Baron is a Professor of Linguistics at American University. She is also in charge of a center at that university that focuses on pedagogy. She is uniquely qualified to write this volume. In her introduction, Baron admits she will be going beyond the usual linguistic practice of describing the is into the helpful tasks of considering the ought. This willingness to make some judgments, albeit with grace, makes this book very valuable.

The question Baron picks up in the volume is whether “digital reading is reshaping our understanding of what it means to read.” (xii) She goes on to argue “that digital reading is fine for many short pieces or light content we don’t intend to analyze or reread.” (xii) Her conclusion is that digital reading is here to stay, but so is reading in print. Each has a niche in the publishing world and the academic world. Thus the future is a complementary coexistence rather than extinction of one or the other.

Baron begins with a state of the book address, where she lays out the history of the rise of the e-book and the shift in print publishing. She then provides a history of reading that will make a lover of reading swoon. This chapter is really worth the price of the book. In the third chapter she discusses the impact that e-reading is having on writing styles, where media are moving to punchier, shorter chunks. (This is why my blog is almost never longer than 800 words.) This is a chapter that is historiographic and, again, very enjoyable for one who loves reading.

In Chapter Four Baron explains the attraction to reading onscreen, for those that appreciate it. She is fair in presenting the strongest arguments for that form of reading. Still she notes that e-books and e-readers may not be as green as claimed, particularly since most people don’t simply dispose of their hard copy books, but often resell them, lend them, and pass them down. She also notes that one does not really own an e-book, but merely accesses its information. The more significant concern she notes is that retention in onscreen reading tends to be lower. Still, she find strengths of the medium and promotes them.

What comes of the discussion is that onscreen reading is more suitable for one-off reading. Though annotation methods are improving in e-books, they still lag significantly behind the marginalia of trusty paper copies. In Chapter Six, Baron discusses the phenomena of social reading, which began with the book club and has progressed to sharing quotes through Goodreads and other platforms.
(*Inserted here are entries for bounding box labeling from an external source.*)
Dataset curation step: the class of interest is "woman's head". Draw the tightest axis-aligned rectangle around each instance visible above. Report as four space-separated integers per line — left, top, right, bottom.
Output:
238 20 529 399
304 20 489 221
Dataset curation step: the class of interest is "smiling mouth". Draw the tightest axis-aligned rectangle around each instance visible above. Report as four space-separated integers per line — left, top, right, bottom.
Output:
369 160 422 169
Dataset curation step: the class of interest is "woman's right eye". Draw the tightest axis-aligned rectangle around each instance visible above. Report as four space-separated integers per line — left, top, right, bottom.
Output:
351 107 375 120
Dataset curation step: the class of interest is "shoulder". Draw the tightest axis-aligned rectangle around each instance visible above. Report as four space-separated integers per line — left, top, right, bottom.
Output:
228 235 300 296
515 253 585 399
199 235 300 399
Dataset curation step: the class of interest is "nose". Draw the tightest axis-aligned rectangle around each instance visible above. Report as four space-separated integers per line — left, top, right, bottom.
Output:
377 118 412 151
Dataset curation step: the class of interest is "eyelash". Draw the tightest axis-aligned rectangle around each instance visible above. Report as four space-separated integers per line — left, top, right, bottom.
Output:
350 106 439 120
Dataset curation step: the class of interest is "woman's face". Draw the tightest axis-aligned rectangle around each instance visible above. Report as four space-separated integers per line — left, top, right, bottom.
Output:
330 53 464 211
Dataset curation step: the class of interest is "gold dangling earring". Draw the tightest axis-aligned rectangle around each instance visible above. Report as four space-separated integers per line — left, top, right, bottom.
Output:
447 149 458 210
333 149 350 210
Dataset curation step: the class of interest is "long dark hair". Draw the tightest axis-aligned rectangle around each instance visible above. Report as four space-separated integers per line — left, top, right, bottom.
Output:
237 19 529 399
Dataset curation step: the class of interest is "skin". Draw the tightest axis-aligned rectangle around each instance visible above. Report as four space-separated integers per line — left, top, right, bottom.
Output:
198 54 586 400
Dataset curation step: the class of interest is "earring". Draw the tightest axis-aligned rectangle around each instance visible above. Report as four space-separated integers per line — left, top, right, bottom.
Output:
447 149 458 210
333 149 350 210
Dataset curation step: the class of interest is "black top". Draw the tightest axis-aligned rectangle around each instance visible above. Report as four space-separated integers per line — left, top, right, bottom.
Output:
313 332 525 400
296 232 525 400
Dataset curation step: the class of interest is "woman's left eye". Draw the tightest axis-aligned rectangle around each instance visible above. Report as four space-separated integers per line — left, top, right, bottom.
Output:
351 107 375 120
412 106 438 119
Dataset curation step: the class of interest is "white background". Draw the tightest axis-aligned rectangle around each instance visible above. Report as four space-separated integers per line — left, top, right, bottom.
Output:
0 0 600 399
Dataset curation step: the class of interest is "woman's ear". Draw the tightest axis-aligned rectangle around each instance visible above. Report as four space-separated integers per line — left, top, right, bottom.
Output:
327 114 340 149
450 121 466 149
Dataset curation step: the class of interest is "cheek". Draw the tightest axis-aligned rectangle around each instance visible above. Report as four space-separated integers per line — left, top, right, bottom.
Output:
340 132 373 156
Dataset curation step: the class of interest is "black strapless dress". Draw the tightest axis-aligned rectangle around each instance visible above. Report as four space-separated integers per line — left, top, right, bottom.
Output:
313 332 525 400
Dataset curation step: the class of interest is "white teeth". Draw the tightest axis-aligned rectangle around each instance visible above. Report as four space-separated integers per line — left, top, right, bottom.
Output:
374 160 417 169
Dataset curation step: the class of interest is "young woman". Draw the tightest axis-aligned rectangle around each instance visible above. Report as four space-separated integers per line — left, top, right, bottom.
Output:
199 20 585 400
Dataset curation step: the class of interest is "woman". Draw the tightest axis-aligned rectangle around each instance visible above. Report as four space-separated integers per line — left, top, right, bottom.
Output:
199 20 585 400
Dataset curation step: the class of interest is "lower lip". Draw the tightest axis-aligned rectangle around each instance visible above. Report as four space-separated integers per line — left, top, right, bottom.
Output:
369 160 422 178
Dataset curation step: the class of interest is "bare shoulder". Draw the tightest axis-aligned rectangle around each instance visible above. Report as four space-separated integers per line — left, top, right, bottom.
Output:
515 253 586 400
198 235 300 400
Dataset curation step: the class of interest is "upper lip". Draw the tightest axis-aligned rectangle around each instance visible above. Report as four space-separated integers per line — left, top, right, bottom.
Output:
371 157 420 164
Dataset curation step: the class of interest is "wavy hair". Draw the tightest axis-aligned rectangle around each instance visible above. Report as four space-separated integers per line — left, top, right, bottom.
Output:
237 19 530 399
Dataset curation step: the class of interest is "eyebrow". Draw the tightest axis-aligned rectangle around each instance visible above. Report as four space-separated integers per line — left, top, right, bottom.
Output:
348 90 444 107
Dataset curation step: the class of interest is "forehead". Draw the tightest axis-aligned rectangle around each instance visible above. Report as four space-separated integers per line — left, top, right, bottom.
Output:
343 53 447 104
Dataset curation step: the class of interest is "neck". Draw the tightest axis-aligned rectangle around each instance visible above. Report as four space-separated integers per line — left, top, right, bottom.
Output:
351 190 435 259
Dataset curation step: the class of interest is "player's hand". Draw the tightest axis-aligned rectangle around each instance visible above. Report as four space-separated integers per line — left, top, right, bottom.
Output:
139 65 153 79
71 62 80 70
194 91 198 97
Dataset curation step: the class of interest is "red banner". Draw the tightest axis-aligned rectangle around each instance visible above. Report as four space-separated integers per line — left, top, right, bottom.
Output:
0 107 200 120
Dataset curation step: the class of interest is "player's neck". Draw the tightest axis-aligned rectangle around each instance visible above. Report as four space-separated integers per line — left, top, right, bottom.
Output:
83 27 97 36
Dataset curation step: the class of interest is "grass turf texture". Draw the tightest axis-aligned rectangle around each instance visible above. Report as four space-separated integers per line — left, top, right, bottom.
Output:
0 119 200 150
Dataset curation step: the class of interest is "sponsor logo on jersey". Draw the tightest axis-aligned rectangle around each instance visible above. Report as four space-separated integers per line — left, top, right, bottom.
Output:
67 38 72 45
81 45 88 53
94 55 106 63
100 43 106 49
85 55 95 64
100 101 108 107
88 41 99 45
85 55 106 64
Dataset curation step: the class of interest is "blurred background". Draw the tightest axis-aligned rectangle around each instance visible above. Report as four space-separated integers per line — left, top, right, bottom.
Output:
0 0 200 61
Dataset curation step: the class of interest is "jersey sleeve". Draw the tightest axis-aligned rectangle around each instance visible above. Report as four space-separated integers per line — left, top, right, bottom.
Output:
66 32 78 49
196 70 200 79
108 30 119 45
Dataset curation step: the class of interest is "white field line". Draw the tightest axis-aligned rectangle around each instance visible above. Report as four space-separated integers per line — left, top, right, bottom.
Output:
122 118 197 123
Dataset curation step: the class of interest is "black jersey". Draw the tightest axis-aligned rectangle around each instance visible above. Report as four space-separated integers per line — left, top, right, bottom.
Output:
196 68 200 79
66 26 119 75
This sometimes helps people get through books, but it often keeps students from approaching texts as cleanly.

Baron dwells on one of the most significant downsides of e-books in her seventh chapter. This is the fact that people feel there is something lacking from the aesthetic experience of reading a book on a screen. It just isn't the same as reading a real book. It is the loss of the sensory aspect of reading that has some young people hooked on paper books. And then, there is the fact that a print book has no games or apps. There is no chance that an e-mail will pop up or Facebook will demand one’s attention in the background of a paper book. Studies continue to show that some of these real issues continue to make real books a better option for deep reading.

Despite its shortcomings for some uses, Baron concludes that onscreen reading is here to stay as a complement to reading on paper. Her case is compelling and winsomely argued.  The ability to get a vast number of resources online is extremely helpful for quick research. At the same time, the opportunities to annotate, spatially associate, and focus on a tangible object are essential for deep reading. Both forms of readings have a purpose and both are here to stay.

I enjoyed this book immensely. Not just because I agree with her conclusions, but because it was well written, well researched and accessible. If you are a bookish sort of person, then put this volume on your to-be-read list. But buy it in paper copy because it is worth reading deeply and well.

Note: A gratis copy of this book was provided by the publisher with no expectation of a positive review.